Tot op heden is er geen gepubliceerde gerandomiseerde gecontroleerde trial (RCT) die SILA vergelijkt met LA of OA. Daarom moeten vergelijkingen tussen LA en SILA retrospectief worden uitgevoerd. Er was echter een RCT van 40 patiënten die de standaard laparoscopische cholecystectomie versus single incisie laparoscopische cholecystectomie vergeleek, waarbij gekeken werd naar pijnscores na de operatie. Er werd vastgesteld dat patiënten met één incisie aanzienlijk minder postoperatieve buikpijn rapporteerden. Greaves en Nicholson vergeleken SILA en OA en stelden vast dat de patiënten een vergelijkbare verblijfsduur en pijnscores hadden na SILA, maar dat procedures met één incisie een langere operatietijd hadden. In tegenstelling tot wat werd verwacht, meldden Chow et al. echter dat, hoewel SILA een technisch meer uitdagende procedure is, deze aanzienlijk minder operatietijd vergde (60 minuten) in vergelijking met LA (70 minuten) . Deze paradoxale bevinding werd grotendeels toegeschreven aan de stafchirurg die gewoonlijk de appendectomie uitvoert boven de leerling, aangezien de meeste coassistenten nog niet vertrouwd zijn met de elementen van SILA – de beperking in instrument triangulatie, de verhoogde gevoeligheid voor botsingen van instrumenten, en een vermindering van het gezichtsveld. Er is reeds nieuwe literatuur die zich richt op het verbeteren van deze beperkingen. Een van de voorgestelde mechanismen heet de magnetische verankering geleidingssysteem, waarbij een magneet en camera-apparaat dat onbeperkt intra-abdominaal kan bewegen, niet afhankelijk van een vaste camera poort waardoor het beperken van instrument botsing en het herstel van een aantal van de natuurlijke triangulatie gezien met LA .

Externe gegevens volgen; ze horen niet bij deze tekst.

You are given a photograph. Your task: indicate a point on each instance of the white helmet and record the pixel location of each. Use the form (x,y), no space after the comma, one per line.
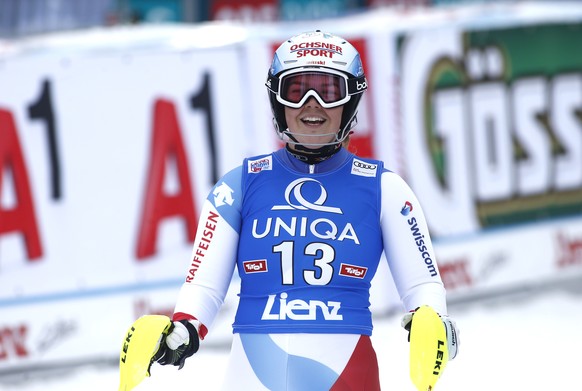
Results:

Zoals eerder gezegd, kan SILA worden uitgevoerd met gespecialiseerde apparatuur of met conventionele apparatuur. De gespecialiseerde apparatuur kan een belasting vormen voor de middelen van het ziekenhuis, aangezien deze duurder zijn, waardoor SILA een meer onpraktische procedure wordt. Aan de andere kant, een kosten-batenanalyse van de operatie, met behulp van conventionele laparoscopische apparatuur, bleek SILA vrij vergelijkbaar met LA in de totale wegwerp instrument kosten, beide rond de $ 800 USD .

Er is veel heterogeniteit in de studies waarin LA met SILA wordt vergeleken, evenals met de chirurgische techniek zelf. Het lijkt erop dat deze twee technieken vergelijkbare resultaten hebben, maar een RCT is nodig om een volledige vergelijking te kunnen maken. Interessant is dat sommige chirurgen onlangs hebben beschreven LA en SILA na elkaar te gebruiken. Een operatie kan worden gestart met de single incisie benadering en afhankelijk van hoe gecompliceerd de appendectomie lijkt; poorten kunnen worden toegevoegd om de procedure om te zetten naar LA .

2.5. Toekomstige technieken

SILA is slechts een opstapje naar wat in het verschiet ligt voor minimaal invasieve chirurgie, mogelijk naar een techniek die natural orifice translumenal endoscopic surgery (NOTES) wordt genoemd, waarbij geen uitwendige littekens worden gevormd . Maar terwijl de minimaal invasieve chirurgie grote vooruitgang blijft boeken, is het belangrijk te erkennen dat de beste chirurgische ingreep voor appendicitis misschien wel helemaal geen chirurgie is. In de literatuur wordt steeds meer gepleit voor een conservatieve behandeling van appendicitis, uitsluitend met antibiotica. Varadhan et al. vonden dat antibiotica een veilig initieel beheersplan zijn voor acute appendicitis, met een succespercentage van 63% en een significante risicovermindering van complicaties in vergelijking met appendectomie .

3. Conclusie

De chirurgische vooruitgang in de behandeling van appendicitis is in de afgelopen 120 jaar dramatisch geëvolueerd, van McBurney’s eenvoudige grote incisie, tot minimaal invasieve LA, tot nauwelijks waarneembare incisies na SILA. Afhankelijk van de klinische situatie en de ervaring van de chirurg kan elk van de drie technieken (OA, LA, en SILA) doeltreffend zijn. Minimaal invasieve chirurgie zal de grenzen blijven verleggen.

Geef een antwoord

Het e-mailadres wordt niet gepubliceerd.